Menjadi populer tidak begitu menyenangkan. Tak ada lagi saat dimana seseorang tak memperhatikanmu saat berjalan. Aku selalu jadi pusat perhatian, apalagi saat disampingku ada Sheryl dan Nadin. Mereka menganggapku sebagai yang paling berkuasa, padahal selama bersama mereka aku lebih banyak diam. Pandangan orang memanglah sangat aneh. Semakin kamu tidak banyak bicara dan bertindak, maka itu menunjukan seberapa besar kekuasaanmu.

Hening menjadi tempat asalku. Makanya aku sedikit belum terbiasa dengan semua ini. Tentang bagaima orang-orang memperhatikanku dari atas sampai bawah. Perubahanku ini juga yang membuatku jadi banyak musuh, terutama para kakak kelas yang iri dengan kecantikanku.

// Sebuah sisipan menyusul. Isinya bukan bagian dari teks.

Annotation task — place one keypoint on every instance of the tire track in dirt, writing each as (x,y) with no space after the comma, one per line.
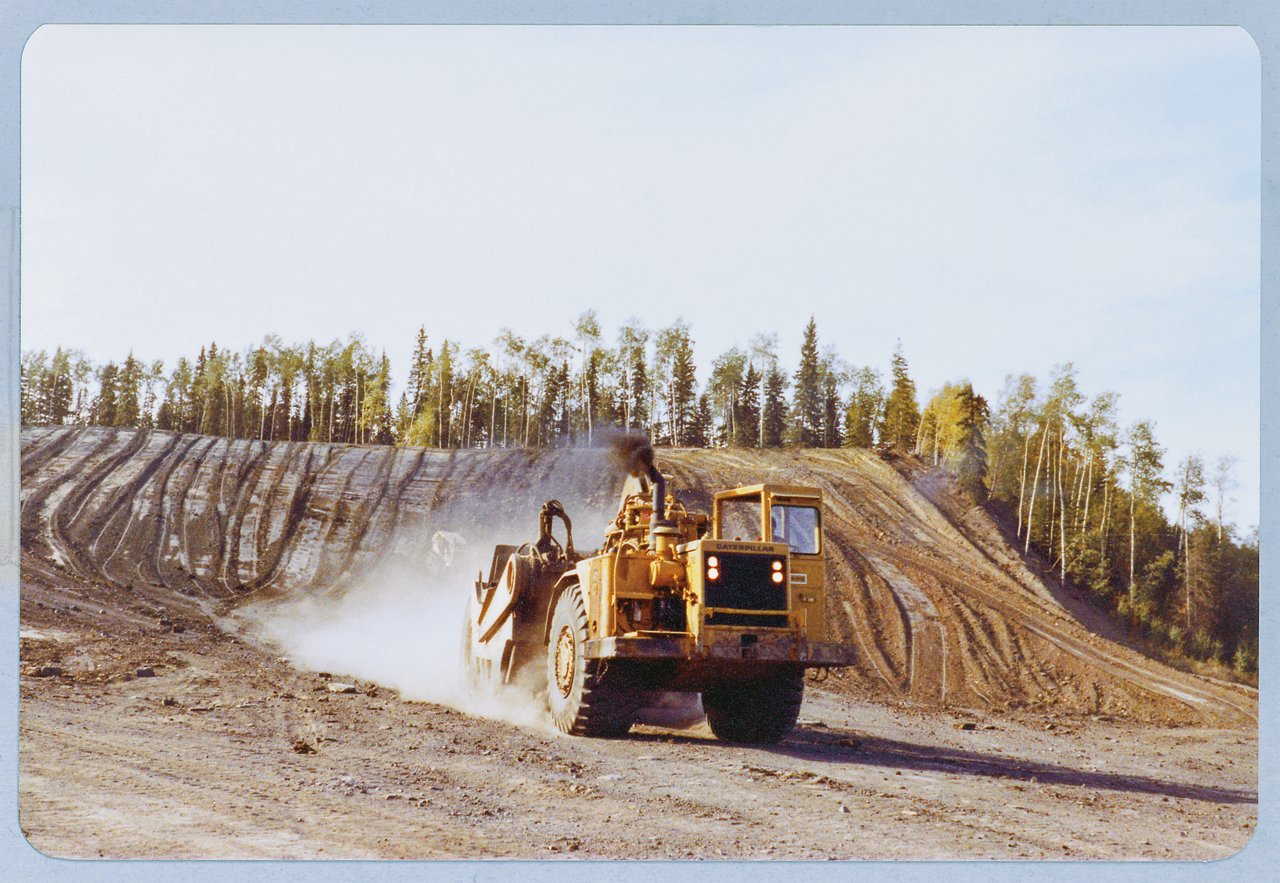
(936,617)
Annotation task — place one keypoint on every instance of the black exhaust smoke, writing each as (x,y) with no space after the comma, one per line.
(632,454)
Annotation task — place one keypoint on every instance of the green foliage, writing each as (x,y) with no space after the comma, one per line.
(775,407)
(1083,498)
(807,402)
(865,408)
(901,410)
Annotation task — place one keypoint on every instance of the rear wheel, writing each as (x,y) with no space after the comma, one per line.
(763,710)
(581,698)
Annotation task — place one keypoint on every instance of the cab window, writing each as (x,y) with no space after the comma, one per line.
(798,526)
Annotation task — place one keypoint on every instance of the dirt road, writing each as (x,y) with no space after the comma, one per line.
(987,718)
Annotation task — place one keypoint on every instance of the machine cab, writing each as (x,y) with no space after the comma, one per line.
(781,513)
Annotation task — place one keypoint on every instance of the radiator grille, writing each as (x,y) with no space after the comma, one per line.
(745,584)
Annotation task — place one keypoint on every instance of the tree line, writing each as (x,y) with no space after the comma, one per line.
(1073,486)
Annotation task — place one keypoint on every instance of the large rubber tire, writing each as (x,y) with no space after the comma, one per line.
(760,712)
(581,698)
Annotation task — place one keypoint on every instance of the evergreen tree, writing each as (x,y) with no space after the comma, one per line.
(685,392)
(32,378)
(105,406)
(835,374)
(699,433)
(901,411)
(749,410)
(128,394)
(726,392)
(863,416)
(969,456)
(775,411)
(808,406)
(632,339)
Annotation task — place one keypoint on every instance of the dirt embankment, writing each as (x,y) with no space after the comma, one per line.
(937,616)
(982,718)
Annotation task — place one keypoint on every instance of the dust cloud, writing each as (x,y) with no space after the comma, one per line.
(400,627)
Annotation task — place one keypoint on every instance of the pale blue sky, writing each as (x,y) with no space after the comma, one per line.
(1000,198)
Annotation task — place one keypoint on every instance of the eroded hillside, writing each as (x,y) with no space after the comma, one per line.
(941,609)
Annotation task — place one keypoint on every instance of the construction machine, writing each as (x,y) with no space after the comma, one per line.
(728,605)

Duduk dibawah pohon memang menyenangkan, apalagi ketika sendirian. Rasanya seperti mengingat cinta pertamaku. Mengingat kejadian dimalam dingin itu. Aku tetap penasaran siapa yang kamu suka, meski kujamin itu pasti aku. Sedang apa kamu disana? Apa masih seperti dulu atau tidak? kamu selalu membuatku bertanya-tanya pada sepi.

"Awww!!" seseorang melempar kertas kearahku. Kertas yang sudah dilipat secara brutal membentuk bola tidak semetris. Aku melihat sekililingku, tak ada siapapun disini. Lagi pula siapa yang tertarik dengan tempat ini selain aku. Tempat yang lebih cocok dibilang angker daripada asri.

"Awww!" kedua kalinya seseorang melempar kertas kearahku dan aku masih tidak menemukan siapa pelakunya. Hal paling kubenci disaat seseorang bermain-main ketika aku tidak menginginkannya. Awas saja kalau ketemu, batinku.
Beberapa menit berlalu dan tak ada lagi kertas yang dilempar kearahku. Kenapa? padahal aku menunggu. Tanpa pikir panjang aku membuka kedua kertas yang tadi dilipat secara brutal itu. Ada sebuah kalimat.

"BURUAN KEKELAS!!"
itu dari kertas yang pertama.

"INI GUE NADIN, BURUAN!!!"
dan itu dari kertas kedua.

Dari Nadin? Kenapa dilempar? Bukannya dia punya suara yang keras, memanggilku dari jauh bukanlah hal yang melelahkan baginya. Sheryl juga kenapa tidak berlari kearahku, dia kan bisa.

Surat itu cukup untuk membuatku beranjak dari tempat paling menenangkan didunia. Aku merapikan pakaianku yang sudah sangat kusut dan menepuk-nepuk bagian rok ku yang sudah banyak ditempeli daun kering. Dengan sekuat tenaga aku langsung berlari menuju kelas. Karena kudengar 15 menit lalu bel sudah berbunyi.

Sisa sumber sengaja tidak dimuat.